RewriteRule ^([a-z]+)/?$ /index.php?p=$1 

Here is the rewrite log:

init rewrite engine with requested uri /keyword/
pass through /keyword/
[perdir /var/www/html/] add path info postfix: /var/www/html/keyword -> /var/www/html/keyword/
[perdir /var/www/html/] strip per-dir prefix: /var/www/html/keyword/ -> keyword/
[perdir /var/www/html/] applying pattern '^([a-z]+)/?$' to uri 'keyword/'
[perdir /var/www/html/] rewrite 'keyword/' -> '/index.php?p=keyword'
split uri=/index.php?p=keyword -> uri=/index.php, args=p=keyword
[perdir /var/www/html/] internal redirect with /index.php [INTERNAL REDIRECT]

I'll take this opportunity to correct some of the other answers.

you need the L flag to stop rewriting once the rule has hit. (otherwise you get an endless loop)

This is wrong for two reasons: (1) index.php does not match '^([a-z]+)/?$' and (2) even if it did [L] wouldn't stop the processing because this per-dir rewrite results in an internal redirect (see log) (as they often do) which [L] doesn't stop.

I believe the problem is actually the lack of a forward slash at the beginning of your regular expression.

No, the per-dir rewrite in strips of the initial slash (see log).
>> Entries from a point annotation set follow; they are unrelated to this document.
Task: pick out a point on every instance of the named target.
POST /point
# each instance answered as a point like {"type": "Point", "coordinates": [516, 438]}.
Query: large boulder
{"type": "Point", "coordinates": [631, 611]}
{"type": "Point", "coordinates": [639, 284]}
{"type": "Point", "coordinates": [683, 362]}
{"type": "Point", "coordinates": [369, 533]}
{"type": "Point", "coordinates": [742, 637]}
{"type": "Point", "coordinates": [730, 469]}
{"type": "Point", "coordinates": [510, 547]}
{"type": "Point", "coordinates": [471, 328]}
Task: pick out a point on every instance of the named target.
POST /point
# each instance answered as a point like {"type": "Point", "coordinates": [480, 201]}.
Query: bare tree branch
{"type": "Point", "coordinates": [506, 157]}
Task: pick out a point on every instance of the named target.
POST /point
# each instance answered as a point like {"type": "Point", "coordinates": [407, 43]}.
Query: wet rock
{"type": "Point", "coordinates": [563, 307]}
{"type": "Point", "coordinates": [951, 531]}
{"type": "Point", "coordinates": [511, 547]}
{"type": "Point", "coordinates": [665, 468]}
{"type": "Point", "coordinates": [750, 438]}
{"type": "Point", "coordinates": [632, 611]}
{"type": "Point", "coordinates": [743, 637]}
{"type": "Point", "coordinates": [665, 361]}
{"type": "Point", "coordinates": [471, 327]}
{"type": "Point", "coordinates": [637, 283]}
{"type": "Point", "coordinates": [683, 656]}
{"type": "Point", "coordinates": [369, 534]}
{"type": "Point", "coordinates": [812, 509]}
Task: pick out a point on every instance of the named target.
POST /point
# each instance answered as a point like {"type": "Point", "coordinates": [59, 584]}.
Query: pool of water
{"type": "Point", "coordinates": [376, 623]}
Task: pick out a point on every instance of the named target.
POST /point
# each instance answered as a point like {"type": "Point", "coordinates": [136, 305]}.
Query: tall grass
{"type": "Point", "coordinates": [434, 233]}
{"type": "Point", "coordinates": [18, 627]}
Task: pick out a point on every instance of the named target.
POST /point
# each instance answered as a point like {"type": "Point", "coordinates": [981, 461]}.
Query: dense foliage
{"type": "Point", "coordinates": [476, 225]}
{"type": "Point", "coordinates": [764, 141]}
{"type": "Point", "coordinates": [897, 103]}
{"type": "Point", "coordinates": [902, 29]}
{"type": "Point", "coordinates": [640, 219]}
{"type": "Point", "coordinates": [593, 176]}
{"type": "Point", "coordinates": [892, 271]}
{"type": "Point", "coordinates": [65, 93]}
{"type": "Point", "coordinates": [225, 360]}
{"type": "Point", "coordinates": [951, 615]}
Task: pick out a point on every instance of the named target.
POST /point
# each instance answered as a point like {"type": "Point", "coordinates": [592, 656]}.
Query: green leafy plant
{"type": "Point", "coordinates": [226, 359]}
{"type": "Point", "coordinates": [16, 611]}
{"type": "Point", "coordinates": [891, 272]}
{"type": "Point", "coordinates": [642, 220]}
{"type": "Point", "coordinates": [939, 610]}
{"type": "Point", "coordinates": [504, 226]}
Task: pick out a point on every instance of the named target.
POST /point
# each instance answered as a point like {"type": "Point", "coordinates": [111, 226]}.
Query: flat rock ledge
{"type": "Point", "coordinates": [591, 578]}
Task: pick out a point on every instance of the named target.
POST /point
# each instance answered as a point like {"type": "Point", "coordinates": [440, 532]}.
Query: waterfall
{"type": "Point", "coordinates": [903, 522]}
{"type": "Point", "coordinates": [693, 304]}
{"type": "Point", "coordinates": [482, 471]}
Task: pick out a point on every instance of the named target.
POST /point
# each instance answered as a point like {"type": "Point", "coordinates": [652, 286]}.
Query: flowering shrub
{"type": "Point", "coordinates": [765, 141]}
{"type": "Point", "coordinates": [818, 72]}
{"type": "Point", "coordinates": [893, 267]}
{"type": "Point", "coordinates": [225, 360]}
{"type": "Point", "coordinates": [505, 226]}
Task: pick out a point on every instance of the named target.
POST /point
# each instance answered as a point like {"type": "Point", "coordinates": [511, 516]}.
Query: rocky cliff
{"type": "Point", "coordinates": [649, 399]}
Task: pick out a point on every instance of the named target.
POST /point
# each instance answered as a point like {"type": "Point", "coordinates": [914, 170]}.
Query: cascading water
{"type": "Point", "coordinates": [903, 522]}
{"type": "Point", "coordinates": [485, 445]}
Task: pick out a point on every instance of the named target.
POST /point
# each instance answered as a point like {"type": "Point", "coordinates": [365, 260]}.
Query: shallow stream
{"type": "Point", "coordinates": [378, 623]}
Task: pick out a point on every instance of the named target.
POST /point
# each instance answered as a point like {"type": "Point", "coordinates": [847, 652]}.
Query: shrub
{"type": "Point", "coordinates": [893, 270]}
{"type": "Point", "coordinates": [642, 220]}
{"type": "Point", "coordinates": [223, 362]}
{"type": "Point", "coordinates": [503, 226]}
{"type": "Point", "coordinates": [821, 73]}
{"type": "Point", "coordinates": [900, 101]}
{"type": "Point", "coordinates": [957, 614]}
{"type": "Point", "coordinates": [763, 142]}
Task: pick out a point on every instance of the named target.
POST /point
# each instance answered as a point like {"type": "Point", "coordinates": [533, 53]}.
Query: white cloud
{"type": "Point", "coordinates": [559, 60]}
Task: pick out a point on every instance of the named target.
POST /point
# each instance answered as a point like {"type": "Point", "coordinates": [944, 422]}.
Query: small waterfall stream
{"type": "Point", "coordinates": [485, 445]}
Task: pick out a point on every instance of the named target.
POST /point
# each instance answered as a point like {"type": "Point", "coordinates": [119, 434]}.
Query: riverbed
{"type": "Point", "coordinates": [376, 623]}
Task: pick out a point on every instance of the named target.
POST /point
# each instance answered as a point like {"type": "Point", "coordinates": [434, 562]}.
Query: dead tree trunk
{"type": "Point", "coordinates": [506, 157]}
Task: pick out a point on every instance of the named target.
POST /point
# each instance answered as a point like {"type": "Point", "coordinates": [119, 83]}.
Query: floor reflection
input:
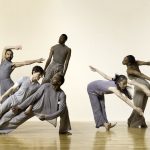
{"type": "Point", "coordinates": [138, 137]}
{"type": "Point", "coordinates": [101, 139]}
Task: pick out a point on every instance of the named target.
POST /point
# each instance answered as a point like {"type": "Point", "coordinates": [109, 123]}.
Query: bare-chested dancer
{"type": "Point", "coordinates": [140, 97]}
{"type": "Point", "coordinates": [61, 56]}
{"type": "Point", "coordinates": [7, 66]}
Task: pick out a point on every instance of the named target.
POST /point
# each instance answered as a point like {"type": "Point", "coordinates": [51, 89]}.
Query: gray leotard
{"type": "Point", "coordinates": [5, 72]}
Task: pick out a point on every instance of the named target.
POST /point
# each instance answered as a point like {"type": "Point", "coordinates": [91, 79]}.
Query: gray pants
{"type": "Point", "coordinates": [140, 100]}
{"type": "Point", "coordinates": [98, 107]}
{"type": "Point", "coordinates": [10, 122]}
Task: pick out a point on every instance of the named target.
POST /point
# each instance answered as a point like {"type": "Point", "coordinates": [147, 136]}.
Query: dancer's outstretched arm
{"type": "Point", "coordinates": [101, 73]}
{"type": "Point", "coordinates": [126, 100]}
{"type": "Point", "coordinates": [138, 74]}
{"type": "Point", "coordinates": [27, 62]}
{"type": "Point", "coordinates": [143, 87]}
{"type": "Point", "coordinates": [9, 91]}
{"type": "Point", "coordinates": [143, 62]}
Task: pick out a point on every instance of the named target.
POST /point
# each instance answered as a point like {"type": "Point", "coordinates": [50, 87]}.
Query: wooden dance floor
{"type": "Point", "coordinates": [43, 136]}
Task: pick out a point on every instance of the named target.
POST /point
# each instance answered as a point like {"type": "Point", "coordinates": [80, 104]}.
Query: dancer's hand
{"type": "Point", "coordinates": [18, 47]}
{"type": "Point", "coordinates": [40, 60]}
{"type": "Point", "coordinates": [42, 117]}
{"type": "Point", "coordinates": [140, 111]}
{"type": "Point", "coordinates": [16, 109]}
{"type": "Point", "coordinates": [93, 69]}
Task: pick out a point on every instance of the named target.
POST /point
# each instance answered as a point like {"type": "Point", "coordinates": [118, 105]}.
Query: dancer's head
{"type": "Point", "coordinates": [121, 83]}
{"type": "Point", "coordinates": [63, 38]}
{"type": "Point", "coordinates": [57, 80]}
{"type": "Point", "coordinates": [129, 60]}
{"type": "Point", "coordinates": [8, 54]}
{"type": "Point", "coordinates": [37, 73]}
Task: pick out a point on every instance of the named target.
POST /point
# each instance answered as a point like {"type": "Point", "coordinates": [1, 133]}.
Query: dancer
{"type": "Point", "coordinates": [99, 88]}
{"type": "Point", "coordinates": [25, 87]}
{"type": "Point", "coordinates": [140, 98]}
{"type": "Point", "coordinates": [49, 102]}
{"type": "Point", "coordinates": [7, 66]}
{"type": "Point", "coordinates": [61, 55]}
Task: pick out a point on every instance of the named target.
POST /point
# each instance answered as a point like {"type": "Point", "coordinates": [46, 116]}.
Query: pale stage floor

RewriteRule %{REQUEST_URI} !.php

This is probably a typo and should be RewriteCond %{REQUEST_URI} !.php

I have no solution but I recommend cranking up the RewriteLogLevel until you can see what is going on.

Edit: I don't think it is mod_rewrite. There is something else in your apache config causing the problem.